Klokslag negen uur dimmen de lichten en schieten de spots aan. Terwijl de drummer en de bassist achter hun instrument plaatsnemen weerklinkt ‘Crossroad Blues’ van Robert Johnson in de zaal. Ik glimlach. Die Jake weet wel hoe hij mij gunstig moet stemmen. Onder luid gejuich komt de tiener op en Johnson’s oerblues valt weg. Hij begint met het concert met het laatste nummer van zijn album: ‘Fire’. Na de laatste toon mompelt hij een kort “Good evening Amsterdam” in de microfoon en zet hij ‘Kentucky’ in, een nummer dat niet op zijn album voorkomt. Ondanks dat Bugg zo stoned lijkt als een garnaal, om mij heen hoor ik al “Jake Drug”, speelt en zingt hij net zoals op de CD. Terwijl hij ‘Love Me The Way You Do’ en ‘Troubled Town’ speelt prober ik de Dylanvergelijking te ontdekken. Ik weet niet wie dat bedacht heeft, maar dat lijkt mij volledig uit de lucht geplukt. Jakes ietwat schelle stem doet me denken aan Alex Turner (van de Arctic Monkeys) en bij lange noten gooit hij er wat vibrato in wat Donovan (wie kent hem nog, die oude hippie?) ook veel deed.

De nummers volgen elkaar op zonder dat Jake zich veel bekommert om het publiek. Hier en daar geeft hij een korte introductie maar concentreert zich verder enkel op de muziek. Zelfs wanneer zijn Britse groupies hem herhaaldelijk “Jake, we love you!” toegillen geeft hij geen krimp. Na ‘Slide’ kondigt hij een nieuw nummer aan: ‘Slumville Sunrise’. Het is een rockend nummer waar de opzwepende ritmes van de gitaar en drums je uitnodigen om wild te springen maar ondanks het enthousiasme van de voorlinie zet het niet door in de rest van de zaal.

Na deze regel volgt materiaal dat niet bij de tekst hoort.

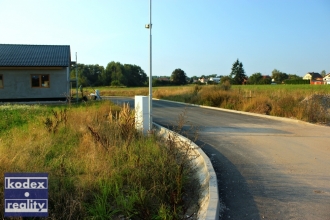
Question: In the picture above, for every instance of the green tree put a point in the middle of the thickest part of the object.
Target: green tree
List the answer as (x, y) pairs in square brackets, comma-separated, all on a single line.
[(225, 79), (179, 77), (135, 75), (237, 73), (323, 73), (255, 78), (294, 77), (115, 71), (88, 75), (278, 76)]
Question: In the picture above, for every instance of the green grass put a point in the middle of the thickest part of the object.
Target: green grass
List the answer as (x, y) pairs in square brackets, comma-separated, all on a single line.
[(99, 166)]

Na ‘Country Song’ en ‘Note to Self’ komt de ballad ‘Someplace’ voorbij en het publiek voelt dat het concert op een einde loopt. De spanning hangt in de lucht want hij heeft de bekendste liedjes nog niet gespeeld. En ja hoor, de eerste vier akkoorden van ‘Two Fingers’ zijn de versterker nog niet uit of het wordt overstemd door het enthousiaste publiek. De twee vingers gaan omhoog in het Britse ‘fuck you’-gebaar en de monden vormen de woorden van het refrein. ‘Taste It’ volgt en het laatste nummer is voor niemand een verrassing: ‘Lightning Bolt’. De hele zaal zingt mee en zelfs ik doe voorzichtig mee. De drie jongens verlaten het podium maar zijn binnen drie minuten weer terug om het aanhoudende applaus in ontvangst te nemen. Jake probeert zijn toegift aan te kondigen maar krijgt de kans niet door het oorverdovende gejuich, gegil en geklap. Eindelijk laat hij wat emotie zien door een beetje verlegen te lachen maar hij herpakt zich en introduceert ‘Broken’ aan de juichende mensen. Het lawaai verstomt voor dit gevoelige liedje en Jake maakt hiervan gebruik door een van zijn favorieten aan te kondigen wat ook het allerlaatse nummer is. Een cover van ‘Killing Floor’ van Jimi Hendrix en even later sta ik, met mijn mening totaal omgeslagen, in de rij voor de garderobe.